El único consuelo que le queda a Melcior Estrany es que, al lado de las depravaciones que los folletines están publicando últimamente, cualquier actividad delictiva real que se produzca en la ciudad parece un chiste.
Sentado en el otro extremo de la mesa, el que no está lleno de comida, Semproni De Paula se lleva un puño a la boca y carraspea. Si su gesto iba destinado a llamar la atención del gobernador, no surte el efecto deseado. Estrany se limita a seguir hojeando el folletín, contemplando una ilustración indecente tras otra, y no levanta la cabeza hasta un minuto más tarde. Se trata de un hombre de bigotes grandes y calvo como una bola de billar, con una servilleta a cuadros embutida por debajo del cuello almidonado.
—¿Ha visto usted esto? —le pregunta a De Paula.

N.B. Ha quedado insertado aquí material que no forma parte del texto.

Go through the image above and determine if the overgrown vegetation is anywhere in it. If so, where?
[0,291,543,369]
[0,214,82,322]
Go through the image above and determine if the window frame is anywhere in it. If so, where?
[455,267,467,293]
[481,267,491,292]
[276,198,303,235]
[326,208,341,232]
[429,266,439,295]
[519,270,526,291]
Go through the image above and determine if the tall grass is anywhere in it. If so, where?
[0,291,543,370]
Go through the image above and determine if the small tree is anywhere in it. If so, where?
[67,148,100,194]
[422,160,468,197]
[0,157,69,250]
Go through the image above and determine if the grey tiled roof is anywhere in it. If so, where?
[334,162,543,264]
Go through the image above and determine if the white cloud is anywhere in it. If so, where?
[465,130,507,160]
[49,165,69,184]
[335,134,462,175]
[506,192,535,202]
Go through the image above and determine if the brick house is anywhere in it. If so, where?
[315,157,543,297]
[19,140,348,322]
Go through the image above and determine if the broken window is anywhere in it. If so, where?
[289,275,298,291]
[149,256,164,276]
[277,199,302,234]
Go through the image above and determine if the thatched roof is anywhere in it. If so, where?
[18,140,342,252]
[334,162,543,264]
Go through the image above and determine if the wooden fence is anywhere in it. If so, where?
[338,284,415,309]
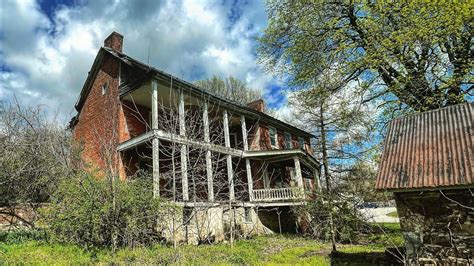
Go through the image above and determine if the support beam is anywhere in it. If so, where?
[223,110,230,148]
[151,79,160,198]
[151,79,158,129]
[202,102,214,202]
[202,102,211,143]
[178,90,189,201]
[245,158,253,201]
[152,138,160,198]
[223,110,235,201]
[313,169,321,191]
[180,144,189,201]
[293,156,303,188]
[240,115,249,151]
[178,90,186,136]
[206,150,214,202]
[226,155,235,201]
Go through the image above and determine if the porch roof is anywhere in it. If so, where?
[244,149,321,169]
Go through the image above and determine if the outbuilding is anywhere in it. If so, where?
[376,103,474,265]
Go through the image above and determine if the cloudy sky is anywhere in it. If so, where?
[0,0,286,118]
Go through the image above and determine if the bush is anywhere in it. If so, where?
[42,174,168,249]
[296,193,371,243]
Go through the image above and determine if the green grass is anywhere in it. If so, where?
[0,224,400,265]
[387,211,398,218]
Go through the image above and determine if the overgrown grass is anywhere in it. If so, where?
[387,211,398,218]
[0,224,400,265]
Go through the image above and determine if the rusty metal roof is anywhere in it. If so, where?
[376,103,474,190]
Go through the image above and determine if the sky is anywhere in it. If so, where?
[0,0,288,122]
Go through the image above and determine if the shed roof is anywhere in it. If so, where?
[376,103,474,190]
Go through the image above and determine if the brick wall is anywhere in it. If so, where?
[73,55,125,176]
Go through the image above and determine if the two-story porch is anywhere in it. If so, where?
[111,53,319,205]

El gobernador sostiene en alto una ilustración en que Merlin Fluxá, con capa y sombrero, se inclina con expresión lasciva sobre el cuerpo de una joven desmayada. Junto a la joven, una copa volcada deja ver los posos del cloroformo. Luego cierra el folletín y se queda mirando la portada con los ojos entornados. Bajo una representación estilizada de los bajos fondos de la ciudad, el editor ha impreso en la portada: «LA CIUDAD SECRETA. UNA NOVELA SOBRE LOS TIEMPOS MODERNOS, ESCRITA POR ANIOL ALMARROSA».

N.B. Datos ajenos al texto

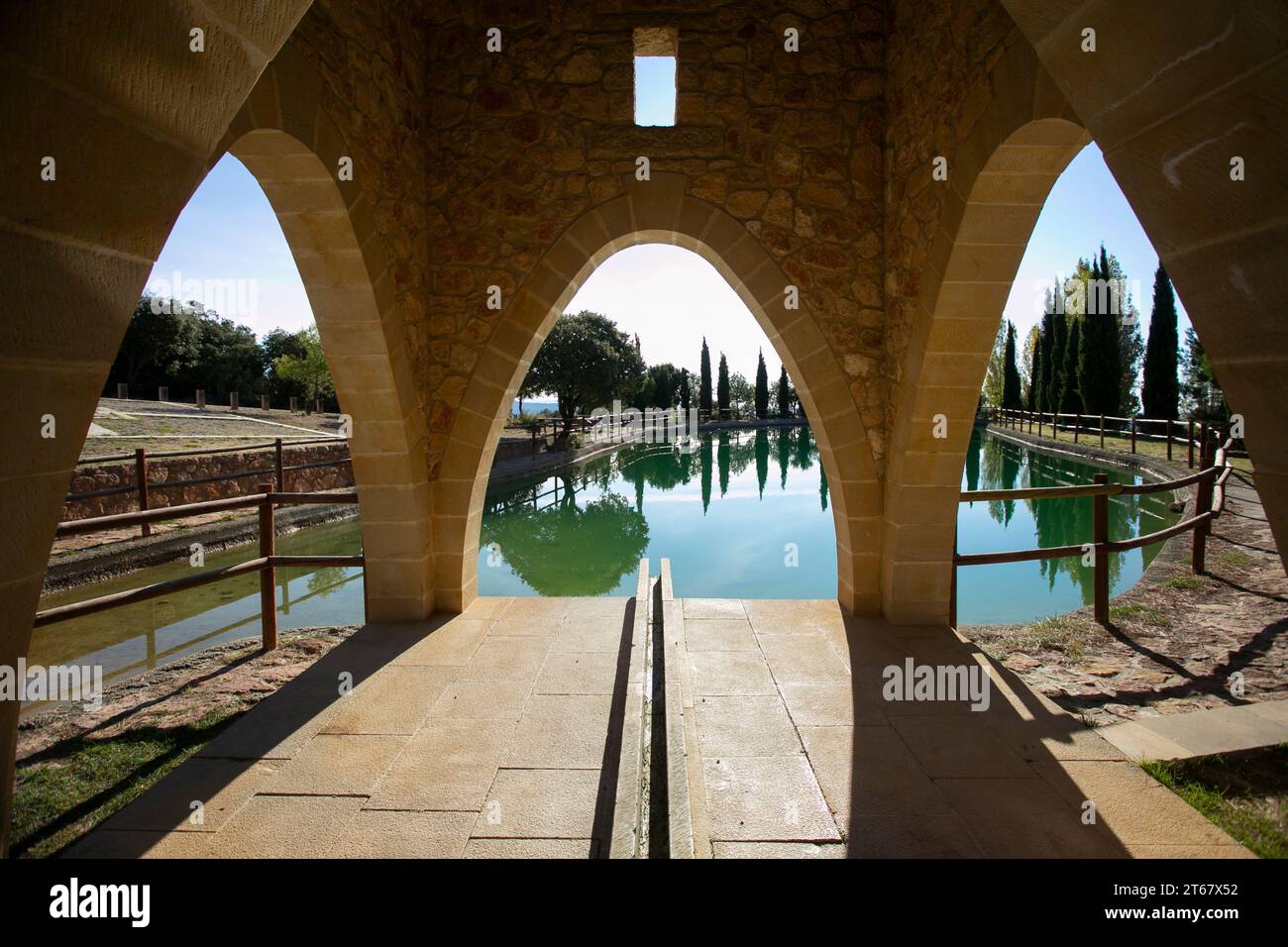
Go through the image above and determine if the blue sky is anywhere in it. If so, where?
[635,55,675,125]
[1004,142,1190,339]
[149,127,1189,388]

—¿Por qué permitimos que se publiquen estas cosas? —Estrany deja el folletín a un lado y devuelve la atención a su comida. Delante tiene un plato de chuletones con guarnición de patatas humeantes. Otros platos por comer o a medio comer que hay sobre la mesa incluyen embutidos fríos, sopa de morcilla y estofado de gallina. También hay una botella de Rioja vacía y otra llena, una junto a la otra, como si la vacía le estuviera contando sus penas a la llena—. Me ha dejado el estómago todo revuelto —añade, contemplando su comida con cara melancólica. Al cabo de un momento se encoge de hombros, agarra un chuletón y le hinca los dientes.
—¿Para eso me ha llamado? —dice De Paula—. ¿Para que prohíba las novelas?
Melcior Estrany deja en el plato una versión esquelética del chuletón.
—No sea bobo —dice—. Lo he llamado porque he recibido un telegrama de la Corte, sobre esta imbecilidad del Crimen de la Esperanza. O crímenes, tengo que decir ahora. ¿No?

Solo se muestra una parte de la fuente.